- Directed by: Enda Hughes
- Starring: Ardal O'Hanlon
- Release date: 1998;
- Running time: 12 minutes
- Country: Ireland

= Flying Saucer Rock'n'Roll =

Flying Saucer Rock'n'Roll, is a 12-minute spoof of a 1950s black and white science fiction B-movie. It was first released in 1997 and stars Ardal O'Hanlon, Joe Rooney and Tara Costello. It was written by Mik Duffy and its director Enda Hughes.

The title is taken from the 1957 rockabilly novelty hit record "Flyin' Saucers Rock & Roll" by Billy Lee Riley and His Little Green Men. O'Hanlan's "rendition" of the song, is performed by producer Michael Hughes.
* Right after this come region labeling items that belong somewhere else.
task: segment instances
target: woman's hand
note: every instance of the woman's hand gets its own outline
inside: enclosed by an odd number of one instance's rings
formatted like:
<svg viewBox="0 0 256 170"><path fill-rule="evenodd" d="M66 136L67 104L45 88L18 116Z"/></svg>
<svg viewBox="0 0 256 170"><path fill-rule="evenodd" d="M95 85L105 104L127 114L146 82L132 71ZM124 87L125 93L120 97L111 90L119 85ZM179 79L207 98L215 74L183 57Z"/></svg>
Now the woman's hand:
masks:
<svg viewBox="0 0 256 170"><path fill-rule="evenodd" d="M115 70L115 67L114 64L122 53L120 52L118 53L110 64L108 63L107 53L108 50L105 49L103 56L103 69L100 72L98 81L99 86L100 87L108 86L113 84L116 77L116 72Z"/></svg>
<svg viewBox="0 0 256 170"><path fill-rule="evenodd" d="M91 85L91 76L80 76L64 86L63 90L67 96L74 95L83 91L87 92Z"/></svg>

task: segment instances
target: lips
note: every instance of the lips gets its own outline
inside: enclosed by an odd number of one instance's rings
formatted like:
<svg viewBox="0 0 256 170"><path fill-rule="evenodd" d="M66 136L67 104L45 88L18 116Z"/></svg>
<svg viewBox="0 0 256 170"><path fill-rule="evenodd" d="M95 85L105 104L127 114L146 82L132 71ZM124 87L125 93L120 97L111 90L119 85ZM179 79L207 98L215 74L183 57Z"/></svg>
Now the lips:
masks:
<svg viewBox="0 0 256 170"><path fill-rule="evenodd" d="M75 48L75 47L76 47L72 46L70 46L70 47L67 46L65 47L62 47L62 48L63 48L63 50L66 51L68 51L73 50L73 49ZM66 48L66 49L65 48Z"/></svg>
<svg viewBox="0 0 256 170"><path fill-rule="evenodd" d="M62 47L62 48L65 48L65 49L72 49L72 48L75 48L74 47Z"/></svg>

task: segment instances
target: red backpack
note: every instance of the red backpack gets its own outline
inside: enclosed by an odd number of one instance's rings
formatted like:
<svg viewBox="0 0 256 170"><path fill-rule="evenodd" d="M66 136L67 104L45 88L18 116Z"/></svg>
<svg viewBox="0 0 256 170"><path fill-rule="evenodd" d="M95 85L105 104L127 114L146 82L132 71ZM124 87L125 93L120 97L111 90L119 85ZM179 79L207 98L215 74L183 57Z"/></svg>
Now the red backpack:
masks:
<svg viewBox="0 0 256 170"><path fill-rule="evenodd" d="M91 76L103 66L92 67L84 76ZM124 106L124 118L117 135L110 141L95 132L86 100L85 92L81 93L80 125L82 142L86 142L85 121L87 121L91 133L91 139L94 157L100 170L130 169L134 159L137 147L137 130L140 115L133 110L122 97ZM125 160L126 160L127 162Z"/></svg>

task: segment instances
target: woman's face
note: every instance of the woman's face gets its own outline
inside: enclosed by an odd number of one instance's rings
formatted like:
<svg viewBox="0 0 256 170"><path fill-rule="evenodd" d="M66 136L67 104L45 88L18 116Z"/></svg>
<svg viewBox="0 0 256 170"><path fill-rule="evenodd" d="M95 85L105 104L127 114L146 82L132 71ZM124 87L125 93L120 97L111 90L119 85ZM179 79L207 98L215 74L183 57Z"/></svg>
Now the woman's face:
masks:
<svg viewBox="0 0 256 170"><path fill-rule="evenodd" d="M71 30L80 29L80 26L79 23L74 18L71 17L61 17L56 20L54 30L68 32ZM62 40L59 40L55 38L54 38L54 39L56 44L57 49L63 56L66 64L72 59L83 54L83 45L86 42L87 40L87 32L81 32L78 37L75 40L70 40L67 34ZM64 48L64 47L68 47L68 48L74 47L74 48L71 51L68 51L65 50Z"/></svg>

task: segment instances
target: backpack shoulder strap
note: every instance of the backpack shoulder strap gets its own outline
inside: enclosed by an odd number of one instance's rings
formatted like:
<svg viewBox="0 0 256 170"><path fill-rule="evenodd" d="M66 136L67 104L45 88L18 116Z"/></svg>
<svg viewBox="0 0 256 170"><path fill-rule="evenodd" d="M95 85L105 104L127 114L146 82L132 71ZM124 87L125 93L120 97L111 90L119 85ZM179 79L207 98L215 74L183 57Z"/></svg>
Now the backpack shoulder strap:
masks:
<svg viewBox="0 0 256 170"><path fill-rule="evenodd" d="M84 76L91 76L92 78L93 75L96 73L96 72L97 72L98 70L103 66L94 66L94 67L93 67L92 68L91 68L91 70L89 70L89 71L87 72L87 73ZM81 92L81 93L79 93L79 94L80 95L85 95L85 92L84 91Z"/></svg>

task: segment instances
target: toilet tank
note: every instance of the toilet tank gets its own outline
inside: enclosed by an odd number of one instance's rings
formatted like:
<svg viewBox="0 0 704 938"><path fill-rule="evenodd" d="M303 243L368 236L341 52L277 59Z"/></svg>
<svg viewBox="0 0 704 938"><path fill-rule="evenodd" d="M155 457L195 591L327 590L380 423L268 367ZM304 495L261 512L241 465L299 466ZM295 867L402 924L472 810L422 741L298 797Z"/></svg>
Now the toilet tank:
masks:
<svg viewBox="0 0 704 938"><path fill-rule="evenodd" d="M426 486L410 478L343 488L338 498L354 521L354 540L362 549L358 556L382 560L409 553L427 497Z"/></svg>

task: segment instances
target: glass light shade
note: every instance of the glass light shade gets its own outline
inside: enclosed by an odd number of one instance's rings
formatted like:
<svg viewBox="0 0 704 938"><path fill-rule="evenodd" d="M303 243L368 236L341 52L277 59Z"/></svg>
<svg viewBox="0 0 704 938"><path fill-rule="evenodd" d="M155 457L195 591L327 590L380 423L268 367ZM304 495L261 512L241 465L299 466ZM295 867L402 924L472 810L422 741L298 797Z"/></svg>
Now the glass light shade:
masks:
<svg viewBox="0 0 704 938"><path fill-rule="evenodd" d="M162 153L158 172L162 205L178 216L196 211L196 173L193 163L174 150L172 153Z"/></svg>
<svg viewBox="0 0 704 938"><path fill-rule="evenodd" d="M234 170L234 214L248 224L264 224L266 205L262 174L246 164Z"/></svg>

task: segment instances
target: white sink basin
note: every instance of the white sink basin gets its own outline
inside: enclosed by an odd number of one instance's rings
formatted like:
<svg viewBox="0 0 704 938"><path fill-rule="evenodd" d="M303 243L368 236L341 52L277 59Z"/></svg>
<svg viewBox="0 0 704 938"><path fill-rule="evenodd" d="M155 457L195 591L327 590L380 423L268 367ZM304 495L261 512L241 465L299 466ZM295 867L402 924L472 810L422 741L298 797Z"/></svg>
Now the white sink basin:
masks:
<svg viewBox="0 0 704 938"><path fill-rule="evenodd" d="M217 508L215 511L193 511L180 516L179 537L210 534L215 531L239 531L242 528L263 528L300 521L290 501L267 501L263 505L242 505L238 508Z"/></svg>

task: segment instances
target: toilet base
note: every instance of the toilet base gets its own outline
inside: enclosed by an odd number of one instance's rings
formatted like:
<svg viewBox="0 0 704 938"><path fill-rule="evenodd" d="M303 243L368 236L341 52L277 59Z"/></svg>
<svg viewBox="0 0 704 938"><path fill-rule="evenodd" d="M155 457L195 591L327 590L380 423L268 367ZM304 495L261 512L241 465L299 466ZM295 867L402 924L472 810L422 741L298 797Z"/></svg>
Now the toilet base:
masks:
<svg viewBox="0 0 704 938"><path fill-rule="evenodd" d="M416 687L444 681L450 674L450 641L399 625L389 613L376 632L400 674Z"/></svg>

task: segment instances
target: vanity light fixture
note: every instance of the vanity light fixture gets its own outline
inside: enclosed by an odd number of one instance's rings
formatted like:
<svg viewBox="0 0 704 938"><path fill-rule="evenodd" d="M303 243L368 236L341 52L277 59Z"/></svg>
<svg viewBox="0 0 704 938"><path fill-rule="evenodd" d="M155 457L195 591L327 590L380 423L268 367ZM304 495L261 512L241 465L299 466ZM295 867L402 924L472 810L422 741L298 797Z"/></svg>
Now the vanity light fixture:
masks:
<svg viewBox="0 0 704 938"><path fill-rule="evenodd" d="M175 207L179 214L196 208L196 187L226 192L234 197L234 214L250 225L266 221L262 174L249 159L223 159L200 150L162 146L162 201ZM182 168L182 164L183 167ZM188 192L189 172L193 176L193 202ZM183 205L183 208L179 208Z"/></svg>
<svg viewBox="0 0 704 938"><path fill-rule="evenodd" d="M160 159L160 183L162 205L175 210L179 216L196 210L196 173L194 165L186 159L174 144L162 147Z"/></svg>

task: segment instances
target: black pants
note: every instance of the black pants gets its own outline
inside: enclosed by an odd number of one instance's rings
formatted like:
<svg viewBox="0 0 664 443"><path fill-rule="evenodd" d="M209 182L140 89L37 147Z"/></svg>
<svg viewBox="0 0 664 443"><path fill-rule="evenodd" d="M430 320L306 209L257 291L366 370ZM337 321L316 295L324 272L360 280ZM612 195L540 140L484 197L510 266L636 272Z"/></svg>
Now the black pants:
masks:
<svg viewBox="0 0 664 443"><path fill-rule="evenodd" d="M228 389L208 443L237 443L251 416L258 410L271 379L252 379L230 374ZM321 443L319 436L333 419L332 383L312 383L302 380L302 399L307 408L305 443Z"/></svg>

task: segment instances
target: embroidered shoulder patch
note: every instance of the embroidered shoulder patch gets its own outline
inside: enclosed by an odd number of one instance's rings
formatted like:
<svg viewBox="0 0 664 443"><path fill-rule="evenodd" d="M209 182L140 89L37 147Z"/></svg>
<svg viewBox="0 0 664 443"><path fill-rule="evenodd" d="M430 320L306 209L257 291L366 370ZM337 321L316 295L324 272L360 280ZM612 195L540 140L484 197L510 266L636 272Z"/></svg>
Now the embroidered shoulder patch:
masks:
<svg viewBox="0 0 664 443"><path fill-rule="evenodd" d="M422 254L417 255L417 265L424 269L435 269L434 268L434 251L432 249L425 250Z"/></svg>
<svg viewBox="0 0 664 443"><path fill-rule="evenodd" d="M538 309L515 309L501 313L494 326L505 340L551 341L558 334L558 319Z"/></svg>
Director of Photography Seamus McGarvey went on to establish himself as a cinematographer. Notable credits include High Fidelity (2000), The Name of This Film is Dogme95 (2000), Atonement (2007), Avengers Assemble (2012) and Godzilla (2014).

== Plot ==
A likeable movie-loving loser discovers and thwarts an alien kidnap plan, due to a hearing impairment that renders him immune to the alien's hypnotic sound ray.

The ultimate fate of the victims is reminiscent of The Twilight Zone episode To Serve Man (The Twilight Zone).